You should def check out the privacy communities. I only vaguely follow otherwise I would direct link you to the best one.

[–] BigMikeInAustin@lemmy.world 1 points 7 months ago

Shh...

It's private....

J/k

[–] rufus@discuss.tchncs.de 6 points 7 months ago (1 children)

Linux and a browser with an adblocker will get you most of the way on the computer.

For real-life I don't have good advice. You could move somewhere where it's less common. But I think sports for example comes with ad banners everywhere.

[–] genie@lemmy.world 1 points 7 months ago (1 children)

Didn't Vermont outlaw billboards?

[–] rufus@discuss.tchncs.de 2 points 7 months ago* (last edited 7 months ago) (1 children)

Thanks, didn't know...

"Vermont became the first state in the continental United States to ban billboards (1968). Hawaii prohibited the advertising signs back in the 1920s.
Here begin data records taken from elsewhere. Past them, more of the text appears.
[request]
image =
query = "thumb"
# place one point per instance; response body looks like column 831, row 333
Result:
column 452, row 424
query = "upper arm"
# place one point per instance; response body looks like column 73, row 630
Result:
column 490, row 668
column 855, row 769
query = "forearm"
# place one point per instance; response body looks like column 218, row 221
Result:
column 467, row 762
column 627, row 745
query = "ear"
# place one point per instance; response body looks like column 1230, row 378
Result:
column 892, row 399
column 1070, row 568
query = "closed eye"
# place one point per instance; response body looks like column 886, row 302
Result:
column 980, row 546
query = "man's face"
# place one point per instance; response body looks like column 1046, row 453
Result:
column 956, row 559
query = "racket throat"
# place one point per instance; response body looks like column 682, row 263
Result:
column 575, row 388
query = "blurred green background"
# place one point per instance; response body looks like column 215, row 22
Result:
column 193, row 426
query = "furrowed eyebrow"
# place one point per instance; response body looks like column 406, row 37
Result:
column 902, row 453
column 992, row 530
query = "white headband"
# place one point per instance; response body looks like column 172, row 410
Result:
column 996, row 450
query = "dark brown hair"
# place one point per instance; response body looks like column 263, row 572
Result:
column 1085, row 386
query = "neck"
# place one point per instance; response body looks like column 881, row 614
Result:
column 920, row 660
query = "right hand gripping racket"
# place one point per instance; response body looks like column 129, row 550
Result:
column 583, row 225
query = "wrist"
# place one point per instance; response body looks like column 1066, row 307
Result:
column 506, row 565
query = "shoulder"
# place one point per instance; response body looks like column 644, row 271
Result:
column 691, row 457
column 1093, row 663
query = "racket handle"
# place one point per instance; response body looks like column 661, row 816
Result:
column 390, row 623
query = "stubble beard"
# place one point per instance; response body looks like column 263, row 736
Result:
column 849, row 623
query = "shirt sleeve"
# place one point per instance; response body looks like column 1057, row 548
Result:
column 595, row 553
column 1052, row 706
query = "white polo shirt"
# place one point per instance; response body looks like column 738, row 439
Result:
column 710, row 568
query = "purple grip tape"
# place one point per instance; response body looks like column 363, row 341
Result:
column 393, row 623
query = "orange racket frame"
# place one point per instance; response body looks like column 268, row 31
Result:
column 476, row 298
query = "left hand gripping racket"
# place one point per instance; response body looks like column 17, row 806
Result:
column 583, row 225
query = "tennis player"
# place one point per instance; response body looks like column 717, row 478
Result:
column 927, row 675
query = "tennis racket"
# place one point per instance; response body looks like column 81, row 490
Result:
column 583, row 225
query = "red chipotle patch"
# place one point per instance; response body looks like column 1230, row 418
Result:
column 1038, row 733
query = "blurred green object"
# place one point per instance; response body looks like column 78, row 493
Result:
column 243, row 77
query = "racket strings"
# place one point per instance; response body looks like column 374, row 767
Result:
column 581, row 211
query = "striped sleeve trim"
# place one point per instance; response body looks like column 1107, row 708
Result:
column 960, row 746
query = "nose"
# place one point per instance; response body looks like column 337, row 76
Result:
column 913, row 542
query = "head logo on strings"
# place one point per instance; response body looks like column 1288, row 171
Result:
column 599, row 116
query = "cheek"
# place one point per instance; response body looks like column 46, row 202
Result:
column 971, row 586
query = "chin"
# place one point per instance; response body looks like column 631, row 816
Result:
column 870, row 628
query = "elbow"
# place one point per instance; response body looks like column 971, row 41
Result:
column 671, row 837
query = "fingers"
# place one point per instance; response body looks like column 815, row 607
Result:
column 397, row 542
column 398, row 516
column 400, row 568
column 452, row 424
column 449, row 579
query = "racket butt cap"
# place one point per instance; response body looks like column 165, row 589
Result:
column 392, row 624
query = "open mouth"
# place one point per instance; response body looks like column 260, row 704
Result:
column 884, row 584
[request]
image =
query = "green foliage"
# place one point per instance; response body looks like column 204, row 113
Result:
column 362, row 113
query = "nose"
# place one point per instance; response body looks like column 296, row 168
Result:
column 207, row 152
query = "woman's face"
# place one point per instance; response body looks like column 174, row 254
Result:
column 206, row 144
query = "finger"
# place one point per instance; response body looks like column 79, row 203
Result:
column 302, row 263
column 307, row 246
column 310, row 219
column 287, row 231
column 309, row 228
Maine and Alaska are the only other states to outlaw billboards." (https://vtdigger.org/2021/07/11/then-again-vermonts-billboard-ban-followed-a-winding-road-to-passage/)

I didn't read all of it. Wonder how that's handled and translates to private property next to the road.

[–] genie@lemmy.world 2 points 7 months ago

Cool! Thanks for finding that article. I keep hearing good things about Burlington but wouldn't know from experience. My understanding is the rest of the state is pretty rural but at least somewhat affordable and small business friendly.

[–] Pulptastic@midwest.social 5 points 7 months ago (2 children)

No TV, radio, highways. Avoid things with ads and seek things without.Take the back way to your local library for free media. No movie theaters, no public transport, no cities, lots of DIY.

[–] person420@lemmynsfw.com 2 points 7 months ago

When I was in college in 2000 I took a media class. One of the assignments was to spend 24 hours keeping a log of every ad you come across. Physical, digital, didn't matter. I gave up before noon because I had multiple pages of ads written down.

There's no escaping them.

[–] Kolanaki@yiffit.net 1 points 7 months ago

Billboards and window ads and stuff like that are the first thing I would try to cover up if AR ever truly takes off. Augment that shit right out of my Reality.

[–] nexussapphire@lemm.ee 2 points 7 months ago

Stop using social media, go hike, and go somewheres you enjoy that has lots of new faces.